I’ve got a prototype of such thing laying around if you’re curious…
Have you checked out formencode (http://formencode.org/ , also see https://github.com/bdoms/formencode )? It has many kinds of validators including phone numbers.
Time for a python port of commons validator (http://commons.apache.org/validator/api-1.3.1/)?
validatish and colander are both validation-only libraries. formencode does a lot more and its extra validators are very US-oriented, so I would not recommend it here.
Colander is another option: http://docs.pylonsproject.org/projects/colander/dev/
Colander seems to define its own schema. I especially want to avoid this 🙁
If formencode’s only failing is being too US-centric, surely it’s extensible: fix it or fork it, right?
Here’s how you make a library like Colander or FormEncode which has its own schema work with other systems: an integration plugin generates a Colander schema that mirrors the existing schema of your Django model or whatever. Under normal usage you don’t need to deal with the generated schema, which at its simplest would just be a list of fields that are mirrored to the target schema.
It’s sort of necessary for any library that is tasked with “validation” to work from a schema support. Even the simplest configuration of “type your password / repeat your password” represents a composite schema. The validation use case extends into composite validations almost immediately in the real world.
FormEncode has international support though I haven’t worked with it to know if it has serious shortcomings. I have hacked FormEncode to do things it normally can’t do however.
Formencode is fantastic, and very very easy to extend in sophisticated ways. I have found the more complex the validation gets, the better it is, I only wish it’s documentation better highlighted the power of it’s inner working. It has excellent design features for handling things like nested structures intelligently, looping over subschemas with access to the outer validator, all kinds of goodies.
I asked for a simple validation and not form framework.

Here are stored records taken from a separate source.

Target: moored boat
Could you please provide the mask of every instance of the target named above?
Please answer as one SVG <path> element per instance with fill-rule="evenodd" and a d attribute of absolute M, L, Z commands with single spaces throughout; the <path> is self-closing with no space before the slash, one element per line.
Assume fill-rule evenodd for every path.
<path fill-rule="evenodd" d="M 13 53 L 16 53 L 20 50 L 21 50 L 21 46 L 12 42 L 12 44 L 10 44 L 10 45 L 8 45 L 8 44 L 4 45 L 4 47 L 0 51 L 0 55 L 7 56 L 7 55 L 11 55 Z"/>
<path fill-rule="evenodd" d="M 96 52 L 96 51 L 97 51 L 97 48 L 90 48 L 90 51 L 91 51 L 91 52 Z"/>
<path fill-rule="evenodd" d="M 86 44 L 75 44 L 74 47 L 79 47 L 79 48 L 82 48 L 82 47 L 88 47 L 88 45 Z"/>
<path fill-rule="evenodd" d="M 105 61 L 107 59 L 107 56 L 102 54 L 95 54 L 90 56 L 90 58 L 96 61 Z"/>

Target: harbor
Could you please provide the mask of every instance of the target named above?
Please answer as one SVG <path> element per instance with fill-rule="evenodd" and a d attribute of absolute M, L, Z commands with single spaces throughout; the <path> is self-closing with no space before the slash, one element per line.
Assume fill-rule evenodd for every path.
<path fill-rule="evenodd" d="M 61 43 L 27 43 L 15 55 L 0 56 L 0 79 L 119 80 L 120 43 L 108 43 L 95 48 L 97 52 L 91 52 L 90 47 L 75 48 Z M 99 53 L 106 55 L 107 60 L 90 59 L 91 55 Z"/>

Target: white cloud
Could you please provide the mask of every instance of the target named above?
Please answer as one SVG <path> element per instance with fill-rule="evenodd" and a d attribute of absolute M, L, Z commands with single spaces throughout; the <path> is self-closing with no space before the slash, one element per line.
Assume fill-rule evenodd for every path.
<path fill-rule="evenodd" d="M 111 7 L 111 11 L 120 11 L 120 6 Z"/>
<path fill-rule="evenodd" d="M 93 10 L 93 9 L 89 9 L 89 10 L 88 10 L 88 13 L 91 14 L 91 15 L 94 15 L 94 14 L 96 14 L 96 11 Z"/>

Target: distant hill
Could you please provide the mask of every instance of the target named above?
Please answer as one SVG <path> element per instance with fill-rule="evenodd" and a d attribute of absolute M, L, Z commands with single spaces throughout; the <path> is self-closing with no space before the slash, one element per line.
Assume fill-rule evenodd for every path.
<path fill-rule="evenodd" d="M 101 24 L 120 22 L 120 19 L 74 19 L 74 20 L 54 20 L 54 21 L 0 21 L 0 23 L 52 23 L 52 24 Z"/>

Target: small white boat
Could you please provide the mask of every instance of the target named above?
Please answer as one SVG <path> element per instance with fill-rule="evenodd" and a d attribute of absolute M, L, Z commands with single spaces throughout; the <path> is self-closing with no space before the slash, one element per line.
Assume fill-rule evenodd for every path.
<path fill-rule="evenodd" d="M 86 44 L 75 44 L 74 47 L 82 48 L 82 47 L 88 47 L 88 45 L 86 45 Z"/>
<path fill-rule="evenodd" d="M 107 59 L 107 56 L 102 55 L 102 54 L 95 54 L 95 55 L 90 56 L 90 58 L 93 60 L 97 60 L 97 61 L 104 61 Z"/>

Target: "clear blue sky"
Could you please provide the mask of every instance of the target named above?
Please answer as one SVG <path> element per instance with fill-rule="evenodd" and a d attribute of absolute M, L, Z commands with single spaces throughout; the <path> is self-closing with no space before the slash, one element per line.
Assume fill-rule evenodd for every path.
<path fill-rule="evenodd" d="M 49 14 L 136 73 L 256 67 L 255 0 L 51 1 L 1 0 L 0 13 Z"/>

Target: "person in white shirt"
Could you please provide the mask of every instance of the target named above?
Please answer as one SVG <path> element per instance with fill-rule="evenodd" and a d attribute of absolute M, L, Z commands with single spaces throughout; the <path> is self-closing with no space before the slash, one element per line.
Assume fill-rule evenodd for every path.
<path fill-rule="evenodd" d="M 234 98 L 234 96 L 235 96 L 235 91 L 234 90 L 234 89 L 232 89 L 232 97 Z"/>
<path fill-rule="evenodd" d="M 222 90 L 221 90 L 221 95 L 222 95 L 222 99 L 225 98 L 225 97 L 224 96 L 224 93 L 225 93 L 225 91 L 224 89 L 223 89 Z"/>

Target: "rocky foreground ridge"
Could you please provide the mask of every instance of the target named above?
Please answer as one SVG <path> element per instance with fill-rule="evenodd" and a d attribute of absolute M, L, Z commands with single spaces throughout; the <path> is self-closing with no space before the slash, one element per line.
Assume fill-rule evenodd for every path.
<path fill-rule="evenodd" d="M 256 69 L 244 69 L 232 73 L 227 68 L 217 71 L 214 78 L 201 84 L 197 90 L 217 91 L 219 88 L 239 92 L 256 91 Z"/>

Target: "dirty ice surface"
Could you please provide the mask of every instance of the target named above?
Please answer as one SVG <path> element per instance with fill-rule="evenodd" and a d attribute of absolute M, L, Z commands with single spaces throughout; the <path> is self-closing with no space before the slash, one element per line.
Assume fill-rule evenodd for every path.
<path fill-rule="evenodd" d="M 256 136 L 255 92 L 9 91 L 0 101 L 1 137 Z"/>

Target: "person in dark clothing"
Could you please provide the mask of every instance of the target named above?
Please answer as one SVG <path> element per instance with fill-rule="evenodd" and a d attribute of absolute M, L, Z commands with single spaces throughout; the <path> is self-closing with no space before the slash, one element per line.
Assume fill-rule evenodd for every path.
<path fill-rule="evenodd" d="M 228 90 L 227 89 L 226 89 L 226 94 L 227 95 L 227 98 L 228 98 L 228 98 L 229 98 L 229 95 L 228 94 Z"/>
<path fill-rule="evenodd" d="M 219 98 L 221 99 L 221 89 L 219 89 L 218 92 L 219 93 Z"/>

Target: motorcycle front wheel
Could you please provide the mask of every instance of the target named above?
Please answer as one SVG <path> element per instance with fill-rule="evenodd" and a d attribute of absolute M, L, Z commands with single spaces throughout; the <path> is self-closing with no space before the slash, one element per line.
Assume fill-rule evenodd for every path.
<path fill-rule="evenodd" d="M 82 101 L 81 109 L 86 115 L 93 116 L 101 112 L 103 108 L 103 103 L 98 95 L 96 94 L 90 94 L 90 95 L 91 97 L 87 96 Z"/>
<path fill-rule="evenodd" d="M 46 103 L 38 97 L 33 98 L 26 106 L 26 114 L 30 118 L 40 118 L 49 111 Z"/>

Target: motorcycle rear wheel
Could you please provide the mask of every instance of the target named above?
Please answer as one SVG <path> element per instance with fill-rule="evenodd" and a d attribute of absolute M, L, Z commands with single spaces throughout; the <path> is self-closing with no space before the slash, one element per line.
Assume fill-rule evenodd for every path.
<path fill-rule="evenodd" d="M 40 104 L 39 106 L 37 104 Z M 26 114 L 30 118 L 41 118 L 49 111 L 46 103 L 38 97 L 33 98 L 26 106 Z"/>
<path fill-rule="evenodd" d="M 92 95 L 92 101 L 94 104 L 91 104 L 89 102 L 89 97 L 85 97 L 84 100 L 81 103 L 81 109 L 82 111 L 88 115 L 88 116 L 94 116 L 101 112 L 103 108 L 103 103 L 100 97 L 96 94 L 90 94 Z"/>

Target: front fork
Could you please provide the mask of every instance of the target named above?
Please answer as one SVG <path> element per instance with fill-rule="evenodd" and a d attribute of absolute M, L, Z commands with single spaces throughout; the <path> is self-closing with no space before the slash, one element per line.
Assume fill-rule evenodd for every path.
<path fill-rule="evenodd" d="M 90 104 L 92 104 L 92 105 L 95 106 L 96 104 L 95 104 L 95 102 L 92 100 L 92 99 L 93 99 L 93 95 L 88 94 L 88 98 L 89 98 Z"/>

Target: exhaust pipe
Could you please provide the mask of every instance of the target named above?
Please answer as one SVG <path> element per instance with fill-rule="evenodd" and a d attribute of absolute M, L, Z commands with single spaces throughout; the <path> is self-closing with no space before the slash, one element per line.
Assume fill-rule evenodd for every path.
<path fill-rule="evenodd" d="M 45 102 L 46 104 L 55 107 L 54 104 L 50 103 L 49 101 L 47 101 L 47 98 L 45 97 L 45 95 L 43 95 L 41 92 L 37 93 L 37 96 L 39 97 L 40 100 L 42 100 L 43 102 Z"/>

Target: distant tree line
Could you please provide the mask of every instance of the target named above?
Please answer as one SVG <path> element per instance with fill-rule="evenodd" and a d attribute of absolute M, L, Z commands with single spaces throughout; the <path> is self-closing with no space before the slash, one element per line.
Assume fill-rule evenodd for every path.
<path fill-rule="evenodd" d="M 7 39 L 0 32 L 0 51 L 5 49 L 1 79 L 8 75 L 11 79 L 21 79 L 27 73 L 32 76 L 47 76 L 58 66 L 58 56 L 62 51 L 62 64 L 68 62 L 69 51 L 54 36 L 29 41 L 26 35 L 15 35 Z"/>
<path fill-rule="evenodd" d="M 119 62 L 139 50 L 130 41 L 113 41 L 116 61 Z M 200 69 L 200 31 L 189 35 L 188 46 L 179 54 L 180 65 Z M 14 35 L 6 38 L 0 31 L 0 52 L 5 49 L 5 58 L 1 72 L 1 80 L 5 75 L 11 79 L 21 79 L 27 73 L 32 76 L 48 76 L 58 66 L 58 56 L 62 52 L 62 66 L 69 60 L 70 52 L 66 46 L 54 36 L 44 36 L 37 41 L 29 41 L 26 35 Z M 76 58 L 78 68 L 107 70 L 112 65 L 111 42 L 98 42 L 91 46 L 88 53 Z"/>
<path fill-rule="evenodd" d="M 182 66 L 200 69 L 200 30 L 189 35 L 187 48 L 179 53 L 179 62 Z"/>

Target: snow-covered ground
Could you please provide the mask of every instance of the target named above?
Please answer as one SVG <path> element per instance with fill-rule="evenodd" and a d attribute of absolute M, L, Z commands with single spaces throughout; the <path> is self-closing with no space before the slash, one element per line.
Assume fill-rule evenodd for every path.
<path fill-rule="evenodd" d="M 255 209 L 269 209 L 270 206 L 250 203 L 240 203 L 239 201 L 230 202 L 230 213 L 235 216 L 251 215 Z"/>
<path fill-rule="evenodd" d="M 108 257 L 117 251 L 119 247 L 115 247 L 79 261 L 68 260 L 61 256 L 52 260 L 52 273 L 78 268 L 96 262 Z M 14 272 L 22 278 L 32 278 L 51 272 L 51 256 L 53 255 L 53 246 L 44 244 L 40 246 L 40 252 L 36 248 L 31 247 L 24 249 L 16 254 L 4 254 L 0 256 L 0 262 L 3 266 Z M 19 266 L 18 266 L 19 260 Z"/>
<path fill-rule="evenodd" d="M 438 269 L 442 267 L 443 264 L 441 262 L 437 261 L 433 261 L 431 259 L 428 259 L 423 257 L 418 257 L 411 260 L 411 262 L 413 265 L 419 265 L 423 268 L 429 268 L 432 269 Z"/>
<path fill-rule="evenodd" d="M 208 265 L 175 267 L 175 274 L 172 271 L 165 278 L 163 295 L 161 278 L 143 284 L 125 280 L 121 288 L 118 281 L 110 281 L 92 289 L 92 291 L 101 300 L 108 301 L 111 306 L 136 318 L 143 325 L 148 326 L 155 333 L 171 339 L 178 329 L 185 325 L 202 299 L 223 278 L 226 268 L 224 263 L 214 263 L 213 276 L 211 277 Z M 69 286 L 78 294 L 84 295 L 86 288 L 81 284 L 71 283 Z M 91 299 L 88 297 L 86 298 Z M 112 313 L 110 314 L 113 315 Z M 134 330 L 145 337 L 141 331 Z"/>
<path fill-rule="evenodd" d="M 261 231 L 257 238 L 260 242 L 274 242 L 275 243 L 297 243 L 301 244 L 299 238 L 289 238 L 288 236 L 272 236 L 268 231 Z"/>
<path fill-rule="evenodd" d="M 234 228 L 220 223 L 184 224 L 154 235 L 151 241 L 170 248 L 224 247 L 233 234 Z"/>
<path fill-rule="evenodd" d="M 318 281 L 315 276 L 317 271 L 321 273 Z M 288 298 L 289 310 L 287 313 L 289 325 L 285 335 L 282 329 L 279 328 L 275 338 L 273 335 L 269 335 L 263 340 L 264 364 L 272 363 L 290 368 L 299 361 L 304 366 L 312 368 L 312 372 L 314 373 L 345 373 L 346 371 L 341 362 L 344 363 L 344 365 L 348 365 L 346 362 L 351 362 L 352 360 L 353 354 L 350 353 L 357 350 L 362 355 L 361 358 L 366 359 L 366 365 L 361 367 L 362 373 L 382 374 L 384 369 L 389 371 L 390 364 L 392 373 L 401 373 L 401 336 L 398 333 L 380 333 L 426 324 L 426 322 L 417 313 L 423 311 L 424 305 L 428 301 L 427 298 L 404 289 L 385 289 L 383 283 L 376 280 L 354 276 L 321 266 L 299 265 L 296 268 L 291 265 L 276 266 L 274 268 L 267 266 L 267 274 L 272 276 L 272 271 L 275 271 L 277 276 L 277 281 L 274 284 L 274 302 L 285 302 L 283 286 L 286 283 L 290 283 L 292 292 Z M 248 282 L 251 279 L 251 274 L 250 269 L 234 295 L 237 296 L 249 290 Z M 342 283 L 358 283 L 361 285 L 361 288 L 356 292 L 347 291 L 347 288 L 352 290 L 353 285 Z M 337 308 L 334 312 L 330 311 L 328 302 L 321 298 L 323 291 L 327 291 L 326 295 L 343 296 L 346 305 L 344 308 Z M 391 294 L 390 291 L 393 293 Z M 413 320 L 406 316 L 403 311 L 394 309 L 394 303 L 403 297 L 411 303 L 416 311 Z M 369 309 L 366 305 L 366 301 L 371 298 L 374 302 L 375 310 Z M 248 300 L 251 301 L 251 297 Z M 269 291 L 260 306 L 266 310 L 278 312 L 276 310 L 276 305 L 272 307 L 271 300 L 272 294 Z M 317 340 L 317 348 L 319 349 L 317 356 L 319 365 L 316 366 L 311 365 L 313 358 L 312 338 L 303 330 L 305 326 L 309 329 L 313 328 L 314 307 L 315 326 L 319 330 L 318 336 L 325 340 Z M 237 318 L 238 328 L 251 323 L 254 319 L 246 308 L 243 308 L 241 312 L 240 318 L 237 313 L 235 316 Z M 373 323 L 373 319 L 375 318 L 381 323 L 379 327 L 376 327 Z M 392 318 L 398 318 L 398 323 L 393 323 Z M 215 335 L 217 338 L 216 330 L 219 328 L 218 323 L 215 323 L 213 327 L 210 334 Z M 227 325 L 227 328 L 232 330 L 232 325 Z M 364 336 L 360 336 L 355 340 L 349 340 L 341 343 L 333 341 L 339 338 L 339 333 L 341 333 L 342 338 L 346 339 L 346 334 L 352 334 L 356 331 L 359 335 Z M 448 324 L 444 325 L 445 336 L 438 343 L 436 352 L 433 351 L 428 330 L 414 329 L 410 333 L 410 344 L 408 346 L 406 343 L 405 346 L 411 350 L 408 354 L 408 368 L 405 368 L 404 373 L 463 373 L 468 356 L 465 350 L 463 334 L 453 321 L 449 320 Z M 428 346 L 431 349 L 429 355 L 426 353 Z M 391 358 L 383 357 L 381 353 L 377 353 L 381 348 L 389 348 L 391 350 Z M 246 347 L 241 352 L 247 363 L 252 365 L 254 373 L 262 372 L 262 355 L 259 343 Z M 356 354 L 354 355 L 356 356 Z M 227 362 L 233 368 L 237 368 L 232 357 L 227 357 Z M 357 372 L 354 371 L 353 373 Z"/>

Why I am getting dozens of suggestion for form and schema frameworks? Is everyone missing the point here?
A bit late, but you might want to take a look at https://github.com/doncatnip/kanone
It is not form-centric and can be used in various scenarios – though the ‘context’ can be used to populate forms-likes.
I got very frustrated with the same thing. Python has many nice form / schema libraries but a simple use case like “tell me if this email is valid or not” is clumsy with these libraries.